イブキは昔を懐かしむ様に呟く。緑珠の翠緑色の瞳に、まんまるいお月様が乗っかっていた。


「もしかして、これ……鱗を掲げたら、もっと綺麗になるんじゃないかしら?」


緑珠は玉鏡竜から頂いた鱗を、頭上高くに持ち上げた。すると、


「あっ!緑珠、見てみて!」


真理の声に振り返ると、玉鏡竜が近くを飛んでいる。緑珠はぶんぶんと手を振ると、玉鏡竜の目は優しく緩んでいた。


「さようなら!また今度、北の山脈に行く時には……!」


「住処に寄ってあげるからね!」


緑珠の言葉の続きを真理が紡いで、彼女は一つ、


「くしゅんっ!」


くしゃみをする。イブキが緑珠の肩に手を置いて言った。


「さ、中に入りましょう。砂漠の夜はかなり冷えます。お風邪を召されぬように早く寝ましょうね。」


「はぁい。……イブキは砂漠に詳しいのね。日栄には区切られた砂漠しか無かったのに。」


緑珠はきょとんとしながらイブキの顔を覗く。


「沢山勉強しましたから。
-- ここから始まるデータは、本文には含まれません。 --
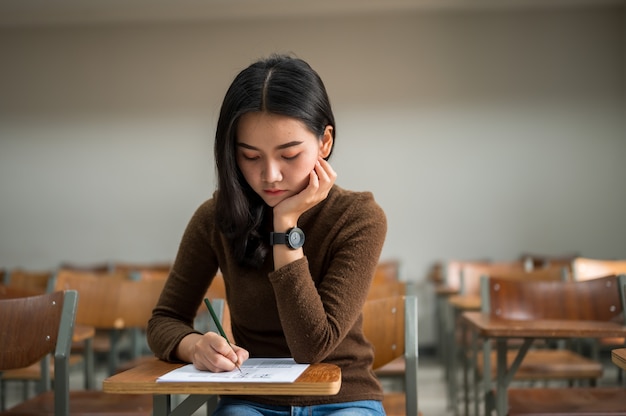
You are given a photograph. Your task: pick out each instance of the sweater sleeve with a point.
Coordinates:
(318, 312)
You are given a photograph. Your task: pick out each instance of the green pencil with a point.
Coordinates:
(219, 326)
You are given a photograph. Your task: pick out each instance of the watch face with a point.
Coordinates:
(295, 238)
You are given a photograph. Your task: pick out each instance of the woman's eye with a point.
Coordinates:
(249, 157)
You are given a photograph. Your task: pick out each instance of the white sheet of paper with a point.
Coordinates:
(261, 370)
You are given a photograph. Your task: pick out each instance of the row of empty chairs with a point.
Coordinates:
(458, 289)
(113, 300)
(115, 304)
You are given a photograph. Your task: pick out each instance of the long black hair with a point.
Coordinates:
(281, 85)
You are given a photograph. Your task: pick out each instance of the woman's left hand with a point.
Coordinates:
(321, 180)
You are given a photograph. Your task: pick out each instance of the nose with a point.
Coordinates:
(271, 172)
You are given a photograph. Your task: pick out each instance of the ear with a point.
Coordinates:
(326, 142)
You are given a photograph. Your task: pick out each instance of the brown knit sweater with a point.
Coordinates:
(309, 309)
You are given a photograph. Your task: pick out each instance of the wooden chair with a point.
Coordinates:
(588, 268)
(112, 304)
(469, 298)
(591, 300)
(390, 324)
(139, 271)
(101, 343)
(591, 268)
(45, 323)
(22, 283)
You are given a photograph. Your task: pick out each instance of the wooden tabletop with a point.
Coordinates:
(545, 328)
(618, 356)
(318, 379)
(465, 302)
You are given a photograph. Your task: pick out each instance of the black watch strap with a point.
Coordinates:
(293, 238)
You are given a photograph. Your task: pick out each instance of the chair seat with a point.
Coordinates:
(87, 403)
(549, 364)
(395, 368)
(567, 401)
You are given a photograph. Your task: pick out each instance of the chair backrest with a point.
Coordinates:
(587, 268)
(110, 301)
(386, 290)
(390, 325)
(594, 300)
(33, 281)
(138, 271)
(471, 274)
(44, 323)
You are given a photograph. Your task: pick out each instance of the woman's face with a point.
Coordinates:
(276, 154)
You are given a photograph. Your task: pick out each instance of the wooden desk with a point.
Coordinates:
(618, 356)
(317, 380)
(502, 330)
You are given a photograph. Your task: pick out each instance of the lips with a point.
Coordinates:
(273, 192)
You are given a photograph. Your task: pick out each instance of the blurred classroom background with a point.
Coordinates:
(485, 129)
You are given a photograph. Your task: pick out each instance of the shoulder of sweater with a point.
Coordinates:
(342, 199)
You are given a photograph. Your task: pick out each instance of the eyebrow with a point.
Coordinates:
(279, 147)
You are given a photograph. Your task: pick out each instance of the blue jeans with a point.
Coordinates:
(232, 407)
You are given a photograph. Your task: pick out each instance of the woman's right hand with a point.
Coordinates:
(211, 352)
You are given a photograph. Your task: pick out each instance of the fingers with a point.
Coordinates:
(213, 353)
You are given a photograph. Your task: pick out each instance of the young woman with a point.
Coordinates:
(297, 252)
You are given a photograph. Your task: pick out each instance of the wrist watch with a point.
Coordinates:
(293, 238)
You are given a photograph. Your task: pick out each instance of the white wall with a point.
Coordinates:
(481, 134)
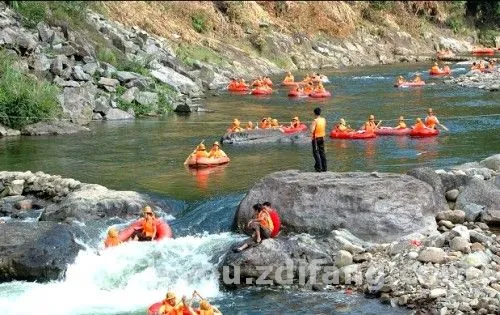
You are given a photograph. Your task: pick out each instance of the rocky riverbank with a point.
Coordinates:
(475, 79)
(40, 249)
(421, 240)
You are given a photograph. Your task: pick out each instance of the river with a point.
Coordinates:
(146, 155)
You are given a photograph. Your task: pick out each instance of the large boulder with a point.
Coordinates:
(78, 103)
(52, 128)
(92, 202)
(39, 251)
(377, 208)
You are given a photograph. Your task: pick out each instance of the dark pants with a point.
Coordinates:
(140, 236)
(319, 154)
(264, 234)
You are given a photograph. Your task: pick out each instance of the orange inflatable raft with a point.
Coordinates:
(335, 134)
(163, 230)
(427, 132)
(206, 162)
(444, 71)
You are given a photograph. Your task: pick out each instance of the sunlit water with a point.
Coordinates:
(147, 155)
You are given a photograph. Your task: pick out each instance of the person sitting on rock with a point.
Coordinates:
(401, 123)
(235, 126)
(171, 307)
(262, 227)
(216, 152)
(112, 239)
(148, 230)
(435, 68)
(295, 123)
(400, 80)
(419, 125)
(342, 126)
(289, 78)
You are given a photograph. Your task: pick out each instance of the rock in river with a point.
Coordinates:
(375, 208)
(38, 251)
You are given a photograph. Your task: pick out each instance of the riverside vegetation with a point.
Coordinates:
(118, 60)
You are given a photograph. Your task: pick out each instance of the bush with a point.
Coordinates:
(24, 100)
(199, 23)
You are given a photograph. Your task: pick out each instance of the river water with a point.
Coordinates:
(146, 155)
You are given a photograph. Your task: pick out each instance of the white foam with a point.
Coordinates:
(126, 278)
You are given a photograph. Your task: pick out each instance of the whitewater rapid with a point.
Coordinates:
(125, 279)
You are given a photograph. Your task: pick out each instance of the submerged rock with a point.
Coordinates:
(376, 209)
(38, 251)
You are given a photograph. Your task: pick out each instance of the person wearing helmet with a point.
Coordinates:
(401, 123)
(216, 152)
(431, 120)
(370, 125)
(295, 123)
(112, 239)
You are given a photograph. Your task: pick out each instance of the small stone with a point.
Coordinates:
(435, 293)
(432, 254)
(460, 244)
(451, 195)
(473, 273)
(446, 224)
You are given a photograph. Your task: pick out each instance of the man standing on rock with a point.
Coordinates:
(318, 131)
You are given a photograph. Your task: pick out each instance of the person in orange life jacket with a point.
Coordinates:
(148, 230)
(419, 125)
(216, 152)
(370, 125)
(171, 307)
(401, 123)
(318, 131)
(431, 120)
(112, 239)
(295, 122)
(262, 227)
それに……何時か、分かりますよ。」


イブキの瞳の中にあった、微笑みだけを緑珠は拾って行った。悲しみだけは、見えなくて。


「ほら、真理も寝ますよ。風邪引いたら面倒なので。」


「扱いの差でしょ。」


くすくすと真理は笑って、緑珠達は砂漠船の中へと入って行った。